Christine Lagarde, Presidente della Bce, ha dichiarato ieri: “Il nostro lavoro non è ancora finito. Escludendo un mutamento sostanziale delle prospettive di inflazione, continueremo a innalzare i tassi a luglio”. La Presidente ha continuato rincarando la dose: “È improbabile che nel prossimo futuro la banca centrale sia in grado di dichiarare con assoluta certezza che il livello massimo dei tassi sia stato raggiunto”. Le dichiarazioni hanno suscitato alcune proteste nel mondo politico italiano sia per i timori che i rialzi dei tassi possano portare a una recessione, sia per gli effetti che questi rialzi hanno sulle famiglie. Uno degli esempi più semplici è il mercato immobiliare perché l’incremento dei tassi rende molto più oneroso il mutuo.
Le dichiarazioni di ieri sembrano indicare che la Bce andrà avanti sui rialzi a meno di ipotizzare recessioni paurose che in questo momento però non si vedono. Anticipare un rallentamento è cosa molto diversa da mettere in conto una recessione. Tempi, durata e intensità del rallentamento oggi non sono noti ed è troppo presto per una stima. I dati sugli ordini americani comunicati ieri tutto dipingono tranne che uno scenario di crisi. Questo è il contesto in cui arrivano le dichiarazioni della Presidente della Bce che in qualche modo sono inevitabili dopo almeno sei o sette trimestri di inflazione fuori da qualsiasi scala rispetto agli ultimi tre decenni. Il rischio, per i banchieri centrali, è di rallentare troppo presto e trovarsi poi a gestire un problema, in termini di salita dei prezzi, molto più grande di quello attuale.
Il dibattito, soprattutto politico, sarebbe favorito se si mettesse al centro della discussione l’origine di questa “misteriosa” esplosione dell’inflazione. Gita Gopinath, primo vice direttore generale del Fondo monetario internazionale, in una presentazione pubblicata ieri titolata “Tre scomode verità per la politica monetaria” evidenzia, per esempio, due cause: la fine della globalizzazione e la transizione energetica. La fine della globalizzazione prende la forma delle sanzioni e delle guerre commerciali e la transizione energetica prende la forma di una colossale sostituzione di tecnologie arcinote con altre meno note. Sono due scelte politiche che sono state presentate come neutrali, dal punto di vista economico, per famiglie e consumatori. Che siano moralmente giuste o meno quello che importa, dal punto di vista politico, è che costano molto e che il loro costo si concretizza nell’impennata dei prezzi (oltre all’aperture di miniere a cielo aperto in Italia e in Europa nel caso della “transizione”). Lo stesso vale, ma è un altro discorso, per politiche monetarie che probabilmente hanno aiutato più che proporzionalmente i ricchi rispetto ai poveri. Questo è vero sicuramente per quanto messo in atto dopo il 2008.

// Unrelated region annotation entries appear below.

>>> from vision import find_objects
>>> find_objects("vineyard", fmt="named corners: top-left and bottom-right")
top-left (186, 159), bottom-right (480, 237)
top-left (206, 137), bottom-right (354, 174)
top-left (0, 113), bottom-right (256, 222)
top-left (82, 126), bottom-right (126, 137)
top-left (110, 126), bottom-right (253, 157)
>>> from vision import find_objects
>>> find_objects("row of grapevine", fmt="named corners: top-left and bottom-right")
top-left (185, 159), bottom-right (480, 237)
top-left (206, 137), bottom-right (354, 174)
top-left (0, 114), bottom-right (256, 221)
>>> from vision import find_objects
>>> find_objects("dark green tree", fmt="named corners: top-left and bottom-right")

La politica, molto opportunamente, si interroga sull’impatto che le scelte della Banca centrale europea hanno su famiglie e imprese. Il dibattito si dovrebbe però allargare. Se anche la Bce smettesse di alzare i tassi o li abbassasse il problema “politico” del benessere delle famiglie rimarrebbe. Se l’inflazione tornasse al 10% senza aumenti salariali, senza che il sistema industriale possa aspirare a un rimpatrio delle produzioni con la condizione minima di prezzi energetici competitivi e con una conflittualità commerciale montante il problema delle famiglie che vogliono arrivare alla fine del mese dignitosamente e in una casa di proprietà sarebbe risolto? Stesso discorso per la denatalità che è un’altra enorme spinta inflattiva.